I see massive datasets used to train machine learning algorithms as more like the new proprietary software. The startups of yore spent a lot of time writing custom software for what we might now consider mundane tasks. This was a time-consuming activity but the software that was developed had value and was a differentiator for the company. Today, many companies write complex machine learning algorithms, but those algorithms and their implmentations are quickly becoming commodities. So the only thing that separates one company from another is the amount and quality of data that they have to train those algorithms.

Going forward, it will be interesting see what these companies will do with those massive datasets once they no longer need them. Will they “open source” them and make them available to everyone? Could there be an open data movement analogous to the open source movement?

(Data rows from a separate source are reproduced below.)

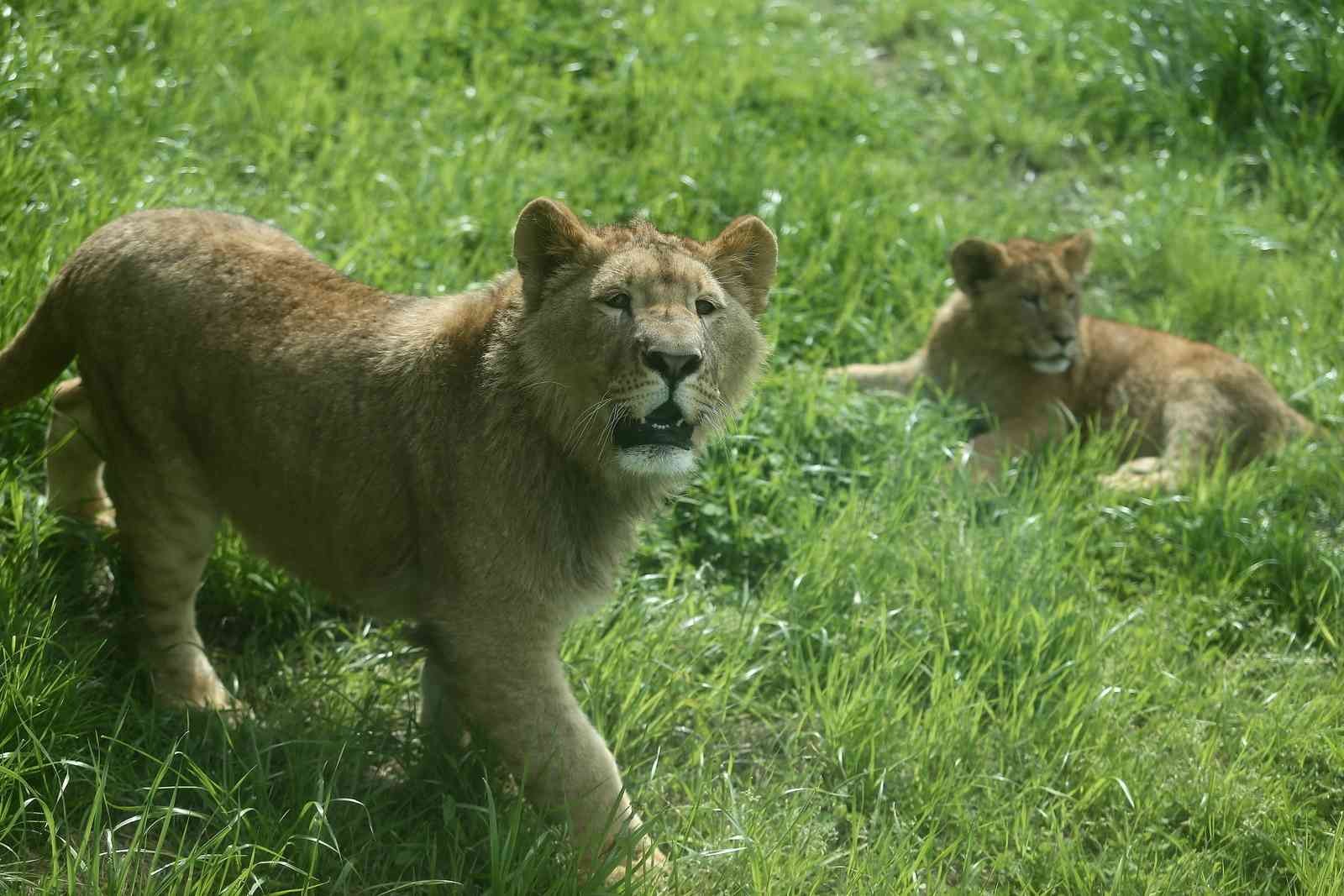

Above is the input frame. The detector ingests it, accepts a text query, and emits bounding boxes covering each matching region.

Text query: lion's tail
[0,275,76,411]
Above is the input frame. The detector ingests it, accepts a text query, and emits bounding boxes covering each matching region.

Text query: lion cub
[0,199,777,871]
[832,231,1315,490]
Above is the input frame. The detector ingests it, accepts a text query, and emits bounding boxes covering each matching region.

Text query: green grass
[0,0,1344,896]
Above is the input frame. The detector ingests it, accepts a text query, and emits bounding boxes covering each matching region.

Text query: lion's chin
[616,445,695,478]
[1031,354,1074,374]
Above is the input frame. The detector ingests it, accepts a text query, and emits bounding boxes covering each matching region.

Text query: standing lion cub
[0,199,777,881]
[832,231,1315,490]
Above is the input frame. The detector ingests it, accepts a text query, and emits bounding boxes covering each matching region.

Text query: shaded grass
[0,0,1344,896]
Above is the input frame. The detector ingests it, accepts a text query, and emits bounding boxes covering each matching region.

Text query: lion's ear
[707,215,780,317]
[1055,230,1093,280]
[952,239,1008,298]
[513,197,596,309]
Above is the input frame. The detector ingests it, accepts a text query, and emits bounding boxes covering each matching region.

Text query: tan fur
[0,199,775,876]
[832,231,1315,490]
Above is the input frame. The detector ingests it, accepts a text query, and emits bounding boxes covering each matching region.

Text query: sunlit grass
[0,0,1344,896]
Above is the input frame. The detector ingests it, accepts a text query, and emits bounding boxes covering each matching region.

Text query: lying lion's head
[513,199,777,477]
[952,231,1091,374]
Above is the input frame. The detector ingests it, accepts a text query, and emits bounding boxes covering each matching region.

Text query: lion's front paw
[606,837,668,887]
[1097,457,1178,491]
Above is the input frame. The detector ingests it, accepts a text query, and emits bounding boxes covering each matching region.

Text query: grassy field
[0,0,1344,896]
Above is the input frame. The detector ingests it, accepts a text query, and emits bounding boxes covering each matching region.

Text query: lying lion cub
[832,231,1315,490]
[0,199,777,862]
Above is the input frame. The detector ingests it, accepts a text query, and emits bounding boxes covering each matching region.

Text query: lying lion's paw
[1097,457,1178,491]
[606,841,668,887]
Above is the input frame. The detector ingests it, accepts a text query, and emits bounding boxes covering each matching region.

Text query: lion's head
[952,231,1093,374]
[513,199,777,478]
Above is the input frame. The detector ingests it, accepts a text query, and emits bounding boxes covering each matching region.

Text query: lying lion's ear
[707,215,780,317]
[513,197,596,307]
[952,239,1008,298]
[1055,230,1093,278]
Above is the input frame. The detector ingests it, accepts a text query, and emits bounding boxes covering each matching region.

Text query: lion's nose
[643,349,701,385]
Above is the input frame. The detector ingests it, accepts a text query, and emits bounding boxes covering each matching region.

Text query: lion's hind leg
[47,379,116,528]
[108,453,244,710]
[1100,378,1238,491]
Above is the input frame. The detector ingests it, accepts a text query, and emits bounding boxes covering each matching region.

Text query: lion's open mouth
[613,399,695,450]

For the most part, I doubt it. While I think many today would perhaps sympathize with the sentiment that software shouldn’t have owners, those same people I think would argue vociferously that data most certainly do have owners. I’m not sure how I’d feel if Facebook made all their data available to anyone. That said, many datasets are made available by various businesses, and as these datasets grow in number and in usefulness, we may see a day where the collection of data is not a key barrier to entry, and that you can train your machine learning algorithm on whatever is out there.